Este tema ha despertado siempre opiniones controversiales, por tal motivo es común que las personas callen sus dudas y percepciones al respecto. Es importante saber que existen dos clasificaciones que podemos dar al aborto, considerando las condiciones que determinan su ocurrencia: Natural (espontáneo) o inducido. 

Siendo la primera de ellas producto de mecanismos naturales del organismo, y el segundo producto de la acción de agentes mecánicos y/o químicos determinados para la interrupción de la gestación.

En ambos casos, la mujer lleva una carga psicológica bastante pesada, y puede estar marcada por la combinación procesos hormonales, con la decepción inherente a la pérdida del feto.

El instinto materno se encuentra presente en las mujeres y determina que en gran medida que la ocurrencia de una pérdida en ese sentido, bien sea natural o inducida, reporte una profunda sensación de vacío.

¿Por qué abortan las mujeres?

Aunque mucha gente suele pensar que la decisión de un aborto es sencilla de sobrellevar, esto es falso, en todos los casos, bien sea natural o por decisión personal, el aborto es un evento que llena de tristeza a la persona que lo experimenta.

Los abortos naturales suceden por problemas inherentes al desarrollo del feto, por problemas en el organismo de la madre o por la exposición a situaciones de estrés o de fuerte impacto. Es por ello que las mujeres embarazadas deben tomar precauciones especiales para evitar para por una situación que conlleve a la pérdida del bebé. En los abortos naturales, la madre no participa en forma consciente en la acción que dio fin a la vida del bebé.

Por su parte, en los abortos inducidos la madre participa en la decisión de interrumpir la continuidad del embarazo, pero el hecho de ser parte de la decisión no minimiza el impacto que este evento reporta en su cuerpo.

La mayoría de las mujeres incurren en esta decisión por temor al rechazo que pueda producir este estado tanto en su conyugue como en el entorno social/familiar, usualmente las jóvenes de entre 15 y 25 años están más propensas a optar por un aborto, y se ha determinado que al menos un 50% de ellas experimentan un profundo arrepentimiento en etapas posteriores a la interrupción.

Otras razones que las mujeres han dado para optar por abortar han sido: traumas en el proceso de concepción (violaciones o situaciones de violencia), presión de la pareja/familia, miedo a afrontar las consecuencias del embarazo y deseos de completar su etapa de estudios.

¿Si, al aborto?

Más allá de la postura cerrada que ha adoptado la sociedad, y los representantes políticos de las naciones, es innegable que el aborto es una situación delicada que debe considerarse con lupa, ya que este constituye un problema social que no debe ignorarse.

Muchas mujeres mueren por practicar abortos en condiciones sanitarias deplorables y clínicas clandestinas. Afortunadamente muchos países se han sumado a la legalización del aborto, y en España desde el año 2010, es posible abortar en una clínica privada o centros acreditados para ello, en el intervalo de las 18 semanas de gestación para mujeres en las que el embarazo no supone un riesgo para la vida, pudiéndose extender hasta las 22 semanas cuando la continuidad del embarazo pueda derivar en la muerte de la madre; esta ley contempla la legalidad del aborto, siempre y cuando sea realizado bajo condiciones que no atenten con la salud física del paciente. El impacto emocional nunca lo vamos a poder amortiguar.
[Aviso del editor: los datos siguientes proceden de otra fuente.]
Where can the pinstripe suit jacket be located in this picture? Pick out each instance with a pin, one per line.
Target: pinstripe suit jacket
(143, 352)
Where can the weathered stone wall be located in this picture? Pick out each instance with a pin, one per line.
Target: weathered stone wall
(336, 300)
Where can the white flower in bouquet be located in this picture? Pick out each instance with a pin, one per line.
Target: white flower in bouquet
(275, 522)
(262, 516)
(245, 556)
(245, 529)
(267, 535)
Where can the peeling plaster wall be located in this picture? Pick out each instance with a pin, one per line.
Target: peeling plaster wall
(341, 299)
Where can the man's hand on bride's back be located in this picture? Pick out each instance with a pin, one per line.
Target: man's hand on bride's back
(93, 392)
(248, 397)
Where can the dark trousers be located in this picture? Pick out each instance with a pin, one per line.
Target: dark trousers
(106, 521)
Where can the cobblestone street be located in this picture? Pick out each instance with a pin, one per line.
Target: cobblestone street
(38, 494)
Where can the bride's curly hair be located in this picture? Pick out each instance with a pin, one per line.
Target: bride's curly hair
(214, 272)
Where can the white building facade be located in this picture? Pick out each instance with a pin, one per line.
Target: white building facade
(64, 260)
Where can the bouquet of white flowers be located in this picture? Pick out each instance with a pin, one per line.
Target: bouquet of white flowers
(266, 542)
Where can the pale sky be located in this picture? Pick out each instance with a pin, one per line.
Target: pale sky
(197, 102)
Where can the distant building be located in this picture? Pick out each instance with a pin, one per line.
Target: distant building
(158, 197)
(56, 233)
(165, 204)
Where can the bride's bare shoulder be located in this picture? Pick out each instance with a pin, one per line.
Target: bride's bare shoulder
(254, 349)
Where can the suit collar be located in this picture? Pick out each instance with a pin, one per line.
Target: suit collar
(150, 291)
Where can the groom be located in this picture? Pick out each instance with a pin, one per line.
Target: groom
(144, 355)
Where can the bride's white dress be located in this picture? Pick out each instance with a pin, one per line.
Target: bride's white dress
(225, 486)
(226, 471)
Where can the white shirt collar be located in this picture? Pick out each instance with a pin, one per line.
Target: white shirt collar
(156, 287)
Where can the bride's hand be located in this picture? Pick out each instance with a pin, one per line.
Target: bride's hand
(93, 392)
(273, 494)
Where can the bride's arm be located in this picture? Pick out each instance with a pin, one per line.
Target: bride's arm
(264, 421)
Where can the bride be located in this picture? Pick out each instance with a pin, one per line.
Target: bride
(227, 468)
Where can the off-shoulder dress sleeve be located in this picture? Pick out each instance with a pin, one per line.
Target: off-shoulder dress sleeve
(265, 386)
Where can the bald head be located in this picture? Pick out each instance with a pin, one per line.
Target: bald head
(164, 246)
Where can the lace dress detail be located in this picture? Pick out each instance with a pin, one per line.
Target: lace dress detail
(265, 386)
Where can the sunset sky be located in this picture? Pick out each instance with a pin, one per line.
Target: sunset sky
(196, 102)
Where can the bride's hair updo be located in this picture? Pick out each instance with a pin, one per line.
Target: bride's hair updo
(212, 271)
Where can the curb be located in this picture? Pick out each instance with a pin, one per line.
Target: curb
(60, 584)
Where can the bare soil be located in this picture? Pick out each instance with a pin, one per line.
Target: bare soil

El aborto es un acto que debe evitarse al extremo, no sólo por el trasfondo moral que lo rodea, si no por las consecuencias físicas que reporta en las personas en las que es practicado; sin embargo, las políticas de planificación de un Estado organizado no pueden basarse en paradigmas religiosos, porque en muchas ocasiones el llevar a término embarazos de mujeres en estado de pobreza terminan por condenar al crío a una vida de sufrimiento y pena. En muchos países con condiciones de desarrollo crítico, no existe regulación en el tema de natalidad. ¿Es preferible en todos los casos dar continuidad a la vida? O esto se trata de un discurso vacío pronunciado en forma autómata por los defensores de algunas corrientes morales y religiosas.

Para minimizar la ocurrencia de abortos en el mundo, es importante que tanto mujeres como hombres desarrollen consciencia del efecto del acto sexual. La concepción de un hijo no es juego, y aunque exista la opción de recurrir a un aborto, esta no debe contemplarse a la ligera. 

Duelo gestacional

¿Cómo superar la pérdida de un embarazo? Cuando sucede un aborto, no importa cuál sea la naturaleza de su causa, la madre se sumirá en una dura etapa de tristeza, vacío y  depresión después de un aborto provocado o no. A esta se le conoce como el duelo gestacional.

No importa si eres joven, si en tus planes no se encontraba el bebé, si no lo deseabas; durante el periodo siguiente al aborto tu cuerpo y tus hormonas reaccionarán al vacío que dejó el crío que empezaba a gestarse en tu interior.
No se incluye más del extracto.